Let’s word that more carefully. Questions must be about predictors of the current data point. So you should say:
Ask the question Is predictor 3 = PUNC?
Now partition the data accordingly.
everything which is punctuation comes after a BREAK, and everything which isn’t punctuation is a conjunction
This is where you’ve made the mistake. For question Is predictor 3 = PUNC?, 8 data points have the answer “Yes” and all of them have the value “NO-BREAK” for the predictee, which indeed is a distribution with zero entropy. So far, so good.
Now look at the 26 data points for which the answer to Is predictor 3 = PUNC? was “No”. The distribution of predictee values is 4 BREAKs and 22 NO-BREAKs. That distribution does not have zero entropy.
Your reasoning about “everything which isn’t punctuation is a conjunction” is incorrect. You are looking at the distribution of values of a predictor. When measuring entropy, we look only at the value of the predictee. That is the thing we are trying to predict. Entropy is measuring how much more predictable it has become after a particular split of the data.

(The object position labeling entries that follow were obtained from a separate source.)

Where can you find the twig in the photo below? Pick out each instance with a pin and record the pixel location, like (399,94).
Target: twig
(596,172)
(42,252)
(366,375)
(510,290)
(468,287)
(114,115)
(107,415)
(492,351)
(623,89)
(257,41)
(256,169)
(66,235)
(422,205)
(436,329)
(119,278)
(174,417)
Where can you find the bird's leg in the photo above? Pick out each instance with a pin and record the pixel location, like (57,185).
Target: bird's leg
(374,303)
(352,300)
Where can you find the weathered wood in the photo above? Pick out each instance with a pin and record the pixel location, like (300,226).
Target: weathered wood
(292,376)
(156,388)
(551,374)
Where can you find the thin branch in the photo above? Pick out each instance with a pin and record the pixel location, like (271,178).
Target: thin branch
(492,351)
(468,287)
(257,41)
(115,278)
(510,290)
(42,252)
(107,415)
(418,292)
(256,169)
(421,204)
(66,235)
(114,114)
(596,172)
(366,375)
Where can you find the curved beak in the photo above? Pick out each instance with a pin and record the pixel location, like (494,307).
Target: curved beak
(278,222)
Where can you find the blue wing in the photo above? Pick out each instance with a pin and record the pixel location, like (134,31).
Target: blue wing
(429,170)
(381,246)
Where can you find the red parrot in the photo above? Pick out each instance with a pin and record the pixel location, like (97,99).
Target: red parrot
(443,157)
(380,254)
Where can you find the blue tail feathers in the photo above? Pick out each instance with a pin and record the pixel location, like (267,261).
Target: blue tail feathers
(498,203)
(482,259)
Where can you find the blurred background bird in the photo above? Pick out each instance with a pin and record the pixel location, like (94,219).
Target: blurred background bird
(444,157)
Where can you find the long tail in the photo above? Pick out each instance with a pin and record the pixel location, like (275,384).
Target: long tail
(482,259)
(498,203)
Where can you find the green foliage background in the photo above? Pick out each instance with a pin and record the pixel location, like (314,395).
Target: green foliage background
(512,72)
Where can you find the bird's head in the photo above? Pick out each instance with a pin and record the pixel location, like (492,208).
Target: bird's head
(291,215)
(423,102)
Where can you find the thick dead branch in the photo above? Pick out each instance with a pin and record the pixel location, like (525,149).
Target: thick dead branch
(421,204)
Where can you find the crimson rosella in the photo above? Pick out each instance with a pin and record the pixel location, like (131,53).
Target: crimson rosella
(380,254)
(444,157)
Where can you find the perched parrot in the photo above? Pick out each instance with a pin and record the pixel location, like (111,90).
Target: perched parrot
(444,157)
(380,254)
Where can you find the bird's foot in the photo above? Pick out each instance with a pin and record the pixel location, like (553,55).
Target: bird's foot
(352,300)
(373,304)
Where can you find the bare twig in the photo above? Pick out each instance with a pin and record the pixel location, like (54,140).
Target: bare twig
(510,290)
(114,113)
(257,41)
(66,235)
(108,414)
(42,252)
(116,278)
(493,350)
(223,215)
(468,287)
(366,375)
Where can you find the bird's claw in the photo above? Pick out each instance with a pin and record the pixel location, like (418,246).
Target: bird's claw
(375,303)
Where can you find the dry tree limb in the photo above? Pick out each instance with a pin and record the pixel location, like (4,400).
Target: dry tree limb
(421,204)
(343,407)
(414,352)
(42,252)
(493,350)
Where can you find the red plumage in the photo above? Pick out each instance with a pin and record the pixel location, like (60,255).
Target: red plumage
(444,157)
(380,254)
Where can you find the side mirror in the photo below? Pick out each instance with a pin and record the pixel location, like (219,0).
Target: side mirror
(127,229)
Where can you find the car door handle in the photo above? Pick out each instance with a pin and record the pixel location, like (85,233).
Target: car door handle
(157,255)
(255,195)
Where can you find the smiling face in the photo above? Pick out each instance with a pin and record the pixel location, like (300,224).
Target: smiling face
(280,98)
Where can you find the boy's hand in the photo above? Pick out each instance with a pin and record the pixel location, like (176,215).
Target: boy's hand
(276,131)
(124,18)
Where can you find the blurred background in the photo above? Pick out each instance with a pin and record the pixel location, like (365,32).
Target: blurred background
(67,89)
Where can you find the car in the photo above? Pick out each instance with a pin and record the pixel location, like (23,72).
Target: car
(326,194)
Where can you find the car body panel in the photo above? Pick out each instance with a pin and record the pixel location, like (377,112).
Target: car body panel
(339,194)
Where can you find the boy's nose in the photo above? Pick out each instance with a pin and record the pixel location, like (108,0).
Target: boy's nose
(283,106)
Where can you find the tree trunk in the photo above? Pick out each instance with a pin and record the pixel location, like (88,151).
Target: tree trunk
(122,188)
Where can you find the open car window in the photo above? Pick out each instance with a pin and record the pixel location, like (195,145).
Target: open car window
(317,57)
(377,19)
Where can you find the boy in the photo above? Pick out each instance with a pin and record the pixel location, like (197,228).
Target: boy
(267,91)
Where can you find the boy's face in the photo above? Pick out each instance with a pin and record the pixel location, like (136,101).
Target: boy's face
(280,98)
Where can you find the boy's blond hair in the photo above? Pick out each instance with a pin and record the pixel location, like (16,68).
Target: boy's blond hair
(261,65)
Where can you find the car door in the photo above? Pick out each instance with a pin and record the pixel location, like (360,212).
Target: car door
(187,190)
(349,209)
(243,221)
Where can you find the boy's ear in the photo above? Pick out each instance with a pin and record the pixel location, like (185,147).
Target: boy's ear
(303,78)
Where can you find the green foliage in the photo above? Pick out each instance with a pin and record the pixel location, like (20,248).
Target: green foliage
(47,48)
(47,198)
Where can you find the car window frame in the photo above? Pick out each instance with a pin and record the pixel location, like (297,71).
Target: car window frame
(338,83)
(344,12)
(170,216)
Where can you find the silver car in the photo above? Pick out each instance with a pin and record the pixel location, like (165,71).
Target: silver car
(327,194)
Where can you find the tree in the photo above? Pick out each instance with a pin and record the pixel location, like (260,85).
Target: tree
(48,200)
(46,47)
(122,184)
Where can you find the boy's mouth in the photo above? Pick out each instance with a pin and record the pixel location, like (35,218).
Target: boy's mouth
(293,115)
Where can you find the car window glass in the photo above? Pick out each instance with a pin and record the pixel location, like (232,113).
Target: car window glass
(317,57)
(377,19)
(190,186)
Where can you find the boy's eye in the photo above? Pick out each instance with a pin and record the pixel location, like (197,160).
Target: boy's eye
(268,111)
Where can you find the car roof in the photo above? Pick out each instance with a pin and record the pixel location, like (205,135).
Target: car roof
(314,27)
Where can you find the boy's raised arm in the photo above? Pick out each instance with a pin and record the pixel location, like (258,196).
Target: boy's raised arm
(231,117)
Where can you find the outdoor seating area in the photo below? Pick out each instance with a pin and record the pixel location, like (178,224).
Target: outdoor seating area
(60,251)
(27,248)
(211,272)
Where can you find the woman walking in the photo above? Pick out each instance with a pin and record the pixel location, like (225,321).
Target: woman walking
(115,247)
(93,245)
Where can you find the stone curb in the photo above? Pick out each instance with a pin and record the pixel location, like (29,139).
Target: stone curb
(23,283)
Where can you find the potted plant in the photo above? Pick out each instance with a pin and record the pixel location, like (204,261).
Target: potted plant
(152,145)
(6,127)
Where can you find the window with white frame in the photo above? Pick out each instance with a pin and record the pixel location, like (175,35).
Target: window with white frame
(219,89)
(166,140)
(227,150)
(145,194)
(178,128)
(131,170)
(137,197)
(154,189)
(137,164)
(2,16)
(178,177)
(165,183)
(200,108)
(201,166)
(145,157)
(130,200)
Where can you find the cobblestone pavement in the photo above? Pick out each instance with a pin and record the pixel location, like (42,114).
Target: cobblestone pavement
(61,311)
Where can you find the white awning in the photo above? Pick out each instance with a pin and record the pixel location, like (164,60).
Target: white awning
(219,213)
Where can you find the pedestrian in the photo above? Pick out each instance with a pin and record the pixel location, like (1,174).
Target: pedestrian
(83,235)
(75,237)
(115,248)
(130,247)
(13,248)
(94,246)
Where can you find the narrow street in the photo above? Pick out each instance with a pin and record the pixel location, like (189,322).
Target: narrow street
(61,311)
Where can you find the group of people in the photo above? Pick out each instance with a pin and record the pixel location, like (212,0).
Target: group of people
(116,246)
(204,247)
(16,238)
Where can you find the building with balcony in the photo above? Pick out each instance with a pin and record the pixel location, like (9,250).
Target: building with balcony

I’ve tried in the past setting questions as homework or lecture preparation, but only a few students took part. We can try again, perhaps in the speech recognition part of the Speech Processing course.
Pitch marking means finding the instants of glottal closure. Pitch marks are moments in time. The interval of time between two pitch marks is the pitch period, denoted as T0, which of course is equal to 1 / F0.
You might think that pitch marking would be the best way to find F0. However, it’s actually not, because pitch marking is hard to do accurately and will give a lot of local error in the estimate for F0.
Pitch marking useful for signal processing, such as TD-PSOLA.
Pitch tracking is a procedure to find the value of F0, as it varies over time.
Pitch tracking is done over longer windows (i.e., multiple pitch periods) to get better accuracy, and can take advantage of the continuity of F0 in order to get a more robust and error-free estimate of its value.
Pitch tracking useful for visualising F0, analysing intonation, and building models of it.
Exactly how pitch marking and pitch tracking work is beyond the scope of the Speech Processing course, but is covered in the more advanced Speech Synthesis course.